A.J. Brown trade grades for Eagles, Titans: Philly gets top mark, Tennessee finds replacement with draft pick


The Philadelphia Eagles and Tennessee Titans made a biggest blockbuster trade during the 2022 NFL Draft, as Philadelphia acquired A.J. Brown from Tennessee in exchange for the No. 18 pick and a third-round pick (No. 101 overall). Brown signed a four-year, $100 million extension with the Eagles immediately after the trade, giving the Pro Bowl wide receiver $57 million guaranteed. 

How did the Eagles and Titans fare in this deal? Let’s grade the deal for both sides (and check out all the picks and our grades in our draft tracker):

Eagles: A

The Eagles struck out on every wide receiver target through the offseason, failing to give up draft capital for one of the top veteran receivers on the market. That came after missing out on landing Calvin Ridley due to a gambling suspension. Eagles general manager Howie Roseman kept his plans to acquire a wide receiver under the vest, even if the signs were pointing toward Philadelphia trying to get someone to help out Jalen Hurts. 

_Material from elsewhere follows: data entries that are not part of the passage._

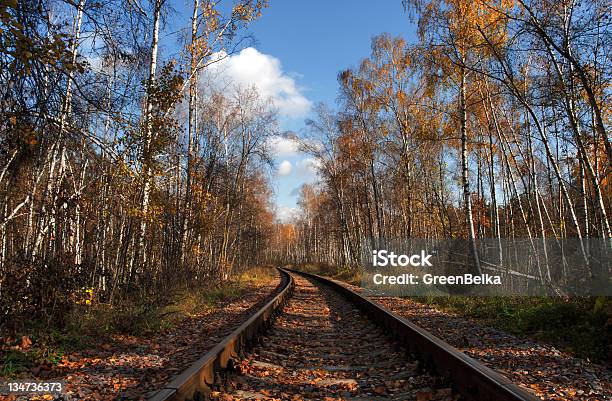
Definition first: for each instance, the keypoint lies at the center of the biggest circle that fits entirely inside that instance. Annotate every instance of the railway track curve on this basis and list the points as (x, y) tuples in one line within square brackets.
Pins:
[(318, 340)]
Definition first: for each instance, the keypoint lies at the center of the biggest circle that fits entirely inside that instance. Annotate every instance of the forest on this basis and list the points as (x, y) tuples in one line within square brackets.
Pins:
[(126, 173), (493, 126)]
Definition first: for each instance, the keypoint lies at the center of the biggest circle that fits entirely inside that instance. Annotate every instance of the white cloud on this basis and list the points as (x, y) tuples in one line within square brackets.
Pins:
[(286, 214), (285, 168), (282, 146), (308, 169), (250, 67)]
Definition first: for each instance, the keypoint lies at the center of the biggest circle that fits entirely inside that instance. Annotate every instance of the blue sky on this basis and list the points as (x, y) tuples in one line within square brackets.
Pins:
[(299, 48)]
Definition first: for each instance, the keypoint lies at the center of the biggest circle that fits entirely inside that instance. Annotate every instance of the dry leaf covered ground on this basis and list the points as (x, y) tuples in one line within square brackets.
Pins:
[(127, 367), (322, 348), (544, 370)]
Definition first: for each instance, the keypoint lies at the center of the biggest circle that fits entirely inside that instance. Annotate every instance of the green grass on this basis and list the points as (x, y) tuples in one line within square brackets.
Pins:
[(581, 326), (88, 326)]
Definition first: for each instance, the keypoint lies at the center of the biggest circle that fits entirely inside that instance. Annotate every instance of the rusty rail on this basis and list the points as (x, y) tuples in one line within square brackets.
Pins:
[(471, 378), (194, 383)]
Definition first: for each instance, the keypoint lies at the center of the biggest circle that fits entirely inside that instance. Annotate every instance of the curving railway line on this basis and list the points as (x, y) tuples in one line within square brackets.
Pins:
[(317, 340)]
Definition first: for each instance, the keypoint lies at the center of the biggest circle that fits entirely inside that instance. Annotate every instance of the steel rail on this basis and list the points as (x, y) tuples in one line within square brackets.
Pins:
[(471, 378), (194, 383)]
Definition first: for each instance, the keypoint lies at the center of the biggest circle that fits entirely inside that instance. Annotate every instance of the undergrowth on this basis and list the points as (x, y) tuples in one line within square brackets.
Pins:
[(88, 326)]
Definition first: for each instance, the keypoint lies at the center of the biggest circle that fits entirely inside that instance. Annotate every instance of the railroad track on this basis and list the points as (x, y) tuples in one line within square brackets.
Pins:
[(329, 343)]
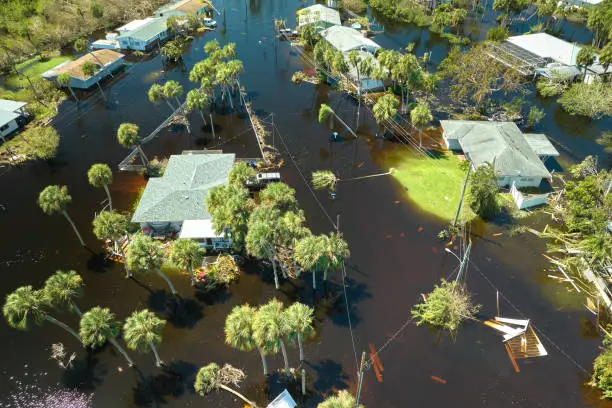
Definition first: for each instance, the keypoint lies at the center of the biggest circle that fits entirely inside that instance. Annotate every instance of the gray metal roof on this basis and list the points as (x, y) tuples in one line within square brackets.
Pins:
[(540, 144), (499, 143), (180, 193)]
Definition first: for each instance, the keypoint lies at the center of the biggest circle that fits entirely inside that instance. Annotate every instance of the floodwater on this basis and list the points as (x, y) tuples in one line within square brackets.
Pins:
[(395, 255)]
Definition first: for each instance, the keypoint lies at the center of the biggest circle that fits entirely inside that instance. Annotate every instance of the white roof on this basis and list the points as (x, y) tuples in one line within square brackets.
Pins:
[(283, 400), (318, 13), (545, 45), (132, 25), (198, 229)]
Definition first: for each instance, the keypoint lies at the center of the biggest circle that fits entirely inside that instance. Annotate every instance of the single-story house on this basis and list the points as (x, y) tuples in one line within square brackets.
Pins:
[(556, 54), (319, 16), (175, 202), (141, 35), (184, 6), (107, 62), (516, 157), (12, 116), (346, 39)]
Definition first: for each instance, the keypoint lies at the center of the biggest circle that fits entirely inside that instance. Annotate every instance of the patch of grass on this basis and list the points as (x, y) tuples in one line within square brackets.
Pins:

The Eagles didn’t appear to get their wide receiver in the top half of the draft either, as Drake London, Garrett Wilson, and Jameson Williams were off the board by the time Philadelphia picked — the Eagles traded up to No. 13 from No. 15 overall, putting themselves in play for Williams before the Detroit Lions took him at No. 12. 

Out of the blue, the Eagles got a young, talented No. 1 receiver for Jalen Hurts — one of his closest friends in Brown. Philadelphia gave up its second first-round pick (No. 18) and a third-round pick (No. 101) to get Brown and sign him to a massive contract extension — four years, $100 million with $57 million guaranteed.

The Eagles certainly landed a playmaker in Brown, who has 24 touchdown catches since the start of 2019. (DK Metcalf is the only one from his draft class to have more after his first three years.) His 185 catches and 2,995 receiving yards are the second most for a player after three seasons in Titans franchise history. Brown is averaging 16.19 yards per catch since the start of the 2019 season, only trailing Mike Williams (16.78) for the best mark of the NFL (minimum 150 receptions). 

Brown will pair with DeVonta Smith to form one of the youngest wide receiver tandems in the NFL (Brown turns 25 this year and Smith is 23). Quez Watkins (23) will line up in the slot, with Hurts (23) having his a young receiver trio to build with. The Eagles had just 1,993 receiving yards from the WRs in 2021, third-fewest in the NFL. Getting Brown was necessary for a team with hopes of competing for the NFC East in 2022. 

Titans: B

The Titans couldn’t work out a long-term deal with Brown, getting the Eagles’ second first-round pick (No. 18) and their second third-round pick (No. 101) for a receiver that didn’t appear in the first phase of offseason activities in search for a new deal. Brown led the Titans in receptions, receiving yards, and receiving touchdowns in each of the past three seasons — so losing him was a big blow to the offense. 

Tennessee rallied quickly in replacing Brown, drafting Treylon Burks at No. 18 overall. Burks accounted for 37.2% of Arkansas’ receiving yards the past two seasons and played 82.9% of his career snaps in the slot. A physical receiver in the mold of Deebo Samuel, Burks led the SEC with 22 plays of 20-plus yards last year. Tennessee can use Burks in RPO situations, finding ways to get the football in his hands as the top option next to Robert Woods. 

Burks may never have the impact of Brown, who was second in Titans history in receptions and receiving yards after his first three seasons, but he’s a good consolation prize. The Titans’ failure to sign Brown to a long-term deal makes an excellent second-round pick three years ago all for naught. Hopefully, the same fate doesn’t happen with Burks.